Esposa do jovem que morreu diante dos filhos em zoológico dá detalhes de atendimento

A morte de Douglas Rodrigues Ribeiro, de apenas 23 anos, ocorrida no Zoológico Municipal de Guarulhos no último dia 28, segue repercutindo e levantando questionamentos sobre a falta de preparo em situações emergenciais em espaços públicos. Pai de três crianças, o jovem faleceu de forma repentina durante um passeio em família, episódio que deixou a esposa, Sthefanny Bernardo, de 20 anos, inconsolável e indignada.
Segundo o relato emocionado da viúva, o dia, que deveria ser de lazer com os filhos, se transformou em um pesadelo. Douglas caminhava pelo zoológico com o filho de dois anos pela mão e carregava no colo o bebê de apenas nove meses quando começou a se sentir mal. Ele teria dito à esposa que a visão estava turva e que sentia o corpo “travando”. Poucos segundos depois, perdeu as forças diante dos filhos e caiu, deixando todos em desespero.

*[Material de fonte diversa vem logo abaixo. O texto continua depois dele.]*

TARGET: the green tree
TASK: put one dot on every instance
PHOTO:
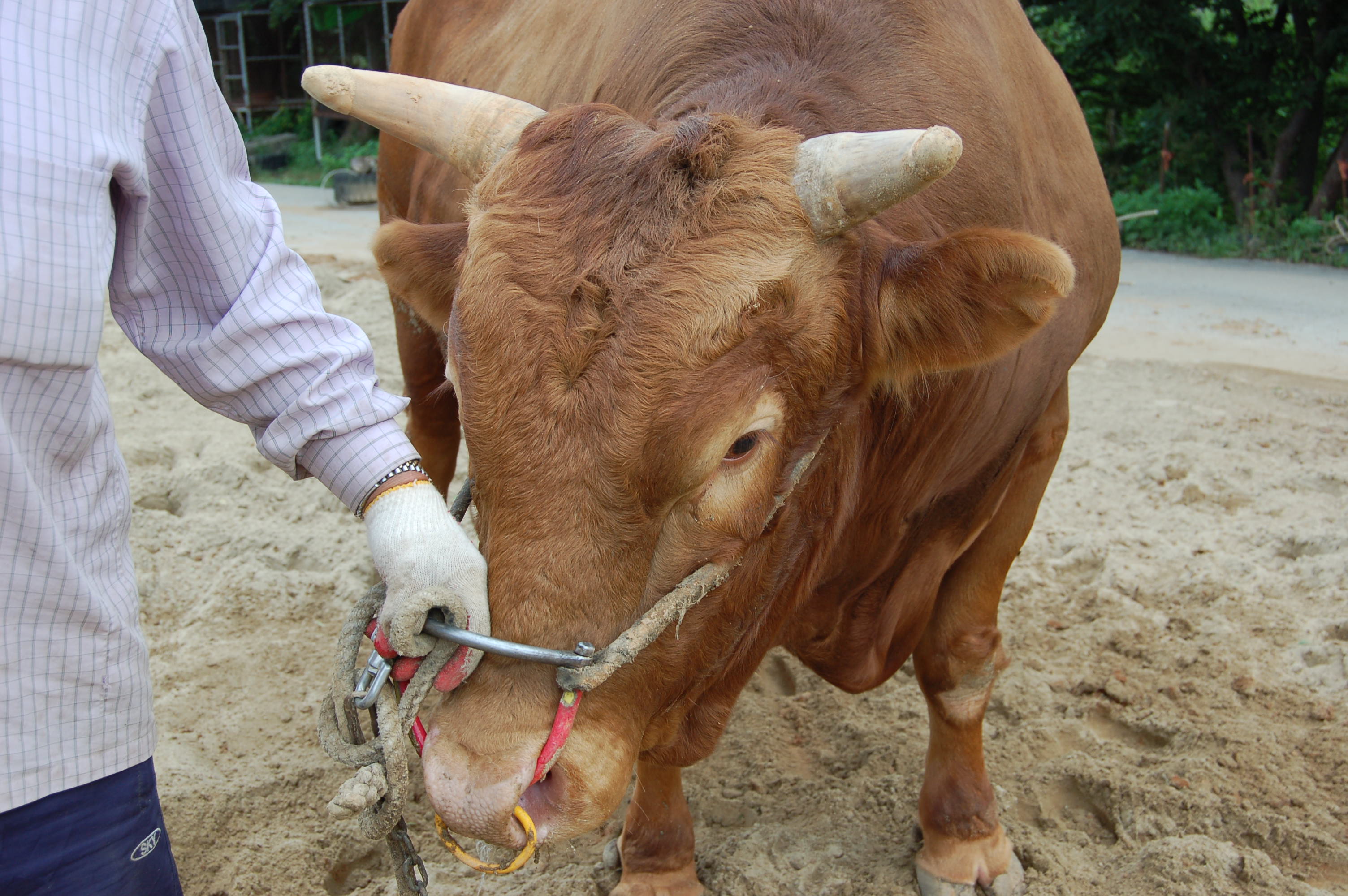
(1250, 90)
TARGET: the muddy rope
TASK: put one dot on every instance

O detalhe que mais revolta Sthefanny é a falta de atendimento rápido no local. Ela contou que não recebeu auxílio imediato de funcionários do zoológico e que a primeira ajuda partiu de duas visitantes que estavam próximas. Essas mulheres, além de tentarem acionar o socorro, ainda ajudaram a segurar as crianças enquanto a jovem esposa tentava desesperadamente acudir o marido.
“Foi um descaso total. Eu estava com três crianças, em choque, sem saber o que fazer. Não apareceu ninguém para ajudar. Se não fossem as pessoas que estavam lá como visitantes, teria sido ainda pior”, desabafou Sthefanny em entrevista, reforçando que se sentiu completamente desamparada naquele momento.
A dor da jovem mãe ganhou ainda mais repercussão quando seu relato se espalhou pelas redes sociais. Amigos, familiares e internautas manifestaram solidariedade e indignação, levantando críticas sobre a ausência de profissionais preparados para primeiros socorros em locais que recebem diariamente centenas de visitantes. O caso também trouxe à tona discussões sobre a necessidade de treinamento constante de funcionários em ambientes de grande circulação, como zoológicos, parques e centros culturais.
Douglas, segundo familiares, era um pai dedicado e trabalhador, que tinha como maior alegria a convivência com os filhos pequenos. A morte inesperada abalou não só a esposa e os parentes, mas também a comunidade, que agora cobra esclarecimentos das autoridades responsáveis pela administração do zoológico.
A Prefeitura de Guarulhos ainda não se manifestou oficialmente sobre as acusações de negligência, mas a expectativa é de que o caso seja investigado para apurar se houve falha na prestação de socorro. Especialistas em segurança lembram que, em situações de emergência médica, cada minuto é crucial para preservar vidas, e a ausência de ação imediata pode, de fato, ser decisiva para o desfecho de casos como o de Douglas.
Enquanto aguardam respostas, Sthefanny e os filhos enfrentam a dor da perda irreparável. Em uma publicação comovente, a jovem escreveu que o marido “se foi de repente, sem ter a chance de se despedir”, e pediu orações para conseguir forças para cuidar das três crianças.
A tragédia expõe não apenas a fragilidade da vida, mas também a importância de políticas públicas voltadas para segurança e saúde em espaços de lazer. Para muitos que acompanharam o caso, a história de Douglas não pode ser esquecida: ela deve servir como alerta para que outros locais estejam preparados e prontos a agir em momentos críticos.